The Reproducibility Stack
A Vaibify project captures four layers of provenance:
Environment – The Docker image pins the operating system, compilers, system libraries, Python version, and all package versions.
Code –
container.conflists every repository with its branch or tag, so the exact source code is recorded.Pipeline –
workflow.jsondefines the commands to run and their order, removing ambiguity about how results were produced.Configuration –
vaibify.ymlrecords all settings, so a collaborator can rebuild the identical environment.
Together, these four files constitute a reproducibility manifest. Sharing them (or the repository that contains them) is sufficient for anyone with Docker to reproduce the results.
L1 precondition: workflows live inside a git repo
Vaibify enforces the lowest rung of the reproducibility ladder as a
precondition, not a best practice. Every workflow must live inside a
git repository — its project repo — which vaibify auto-detects as
the git work tree enclosing the workflow.json file. A workflow saved
to a directory that is not a git work tree is rejected at both
creation and connect time with a clear error pointing the user to run
git init.

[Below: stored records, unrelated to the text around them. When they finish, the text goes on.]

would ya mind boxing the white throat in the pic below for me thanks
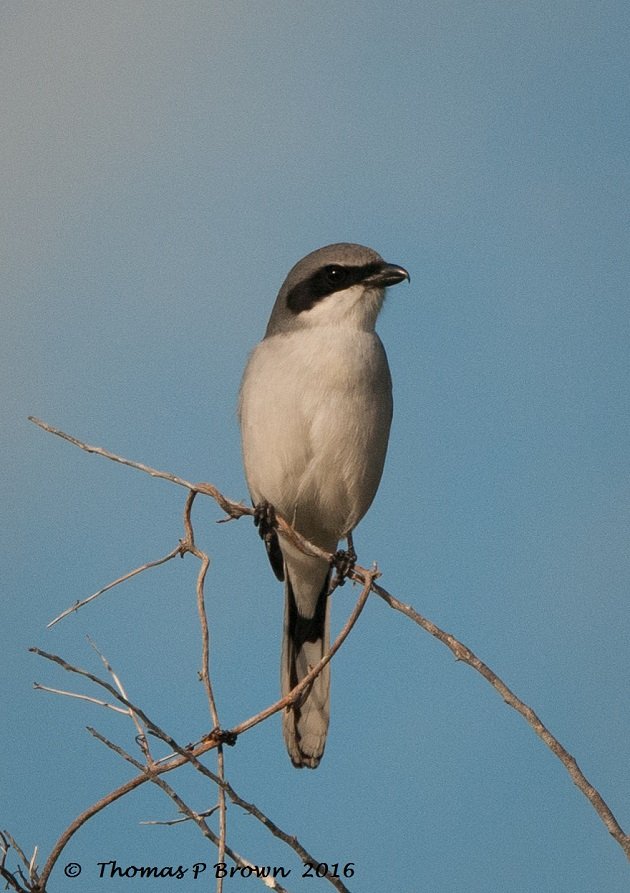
[298,284,385,332]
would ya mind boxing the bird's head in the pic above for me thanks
[265,243,409,336]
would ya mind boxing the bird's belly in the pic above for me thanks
[239,329,392,545]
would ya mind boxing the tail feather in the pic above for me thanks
[281,569,331,769]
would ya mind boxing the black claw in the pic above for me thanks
[254,501,277,542]
[207,727,238,747]
[330,546,357,586]
[253,501,284,581]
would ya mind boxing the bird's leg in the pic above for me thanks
[253,500,278,546]
[253,500,285,581]
[331,532,357,586]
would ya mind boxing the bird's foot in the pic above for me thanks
[207,727,238,747]
[253,500,278,545]
[253,500,284,581]
[330,542,357,586]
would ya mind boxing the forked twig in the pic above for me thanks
[29,571,374,890]
[0,831,37,893]
[87,730,291,893]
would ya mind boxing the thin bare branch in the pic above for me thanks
[47,546,184,628]
[0,861,28,893]
[28,416,329,562]
[27,848,38,882]
[33,682,128,714]
[28,416,251,520]
[30,648,190,761]
[0,831,36,893]
[222,783,350,893]
[140,806,220,826]
[372,581,630,860]
[32,762,155,891]
[230,570,375,740]
[181,490,226,890]
[29,417,199,490]
[182,492,219,725]
[86,637,150,756]
[148,779,290,893]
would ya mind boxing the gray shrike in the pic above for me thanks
[238,243,409,768]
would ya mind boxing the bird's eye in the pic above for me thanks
[324,265,347,285]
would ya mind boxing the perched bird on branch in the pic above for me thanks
[239,243,409,767]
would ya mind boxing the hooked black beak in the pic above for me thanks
[364,262,410,288]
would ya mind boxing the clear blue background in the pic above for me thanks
[2,2,629,891]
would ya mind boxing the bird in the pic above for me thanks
[238,242,409,768]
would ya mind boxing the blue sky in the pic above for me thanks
[2,2,629,891]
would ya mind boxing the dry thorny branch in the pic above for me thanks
[1,418,628,893]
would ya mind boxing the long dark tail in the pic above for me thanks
[281,569,331,768]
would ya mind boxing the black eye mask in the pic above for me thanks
[286,261,385,314]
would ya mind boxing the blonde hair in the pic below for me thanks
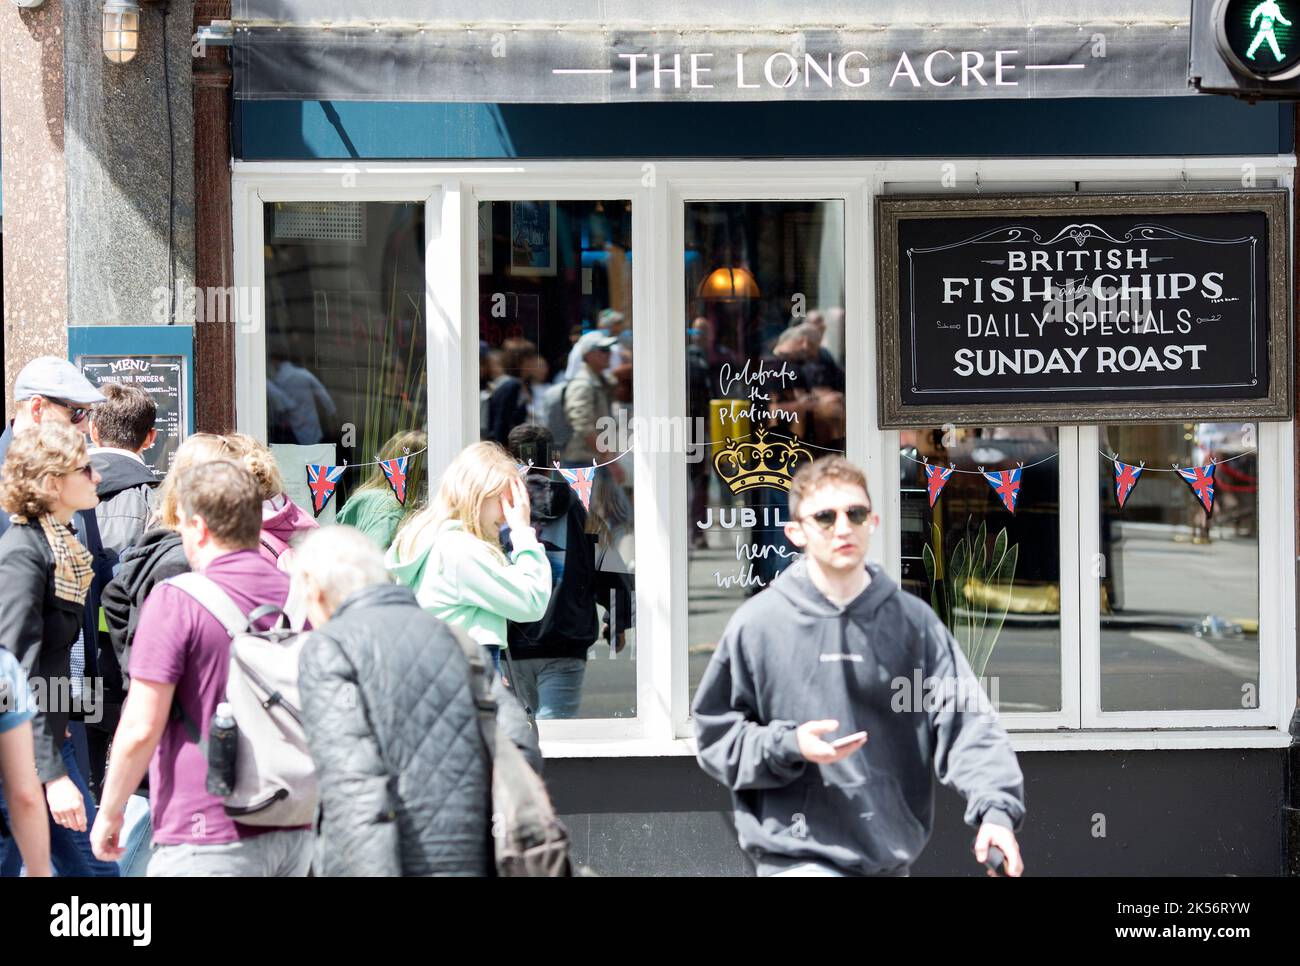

The dashboard cannot display a meaningful reproducibility
level for code that cannot be committed, so asking for one would be
dishonest.
The project-repo path is auto-detected once per connect via
git rev-parse --show-toplevel, stamped on the in-memory workflow
dict, and threaded through every subsequent status, badge, and
manifest call. A single container may host multiple workflows in
separate project-repo subdirectories (for example, a paper pipeline
and a follow-on cross-system analysis that share the same dependency
clones); the active workflow determines the scope of every per-file
badge.
Test markers (the JSON files that record the last pytest outcome +
output-file hashes for each step) live inside the project repo under
.vaibify/test_markers/ and are committed alongside workflow.json.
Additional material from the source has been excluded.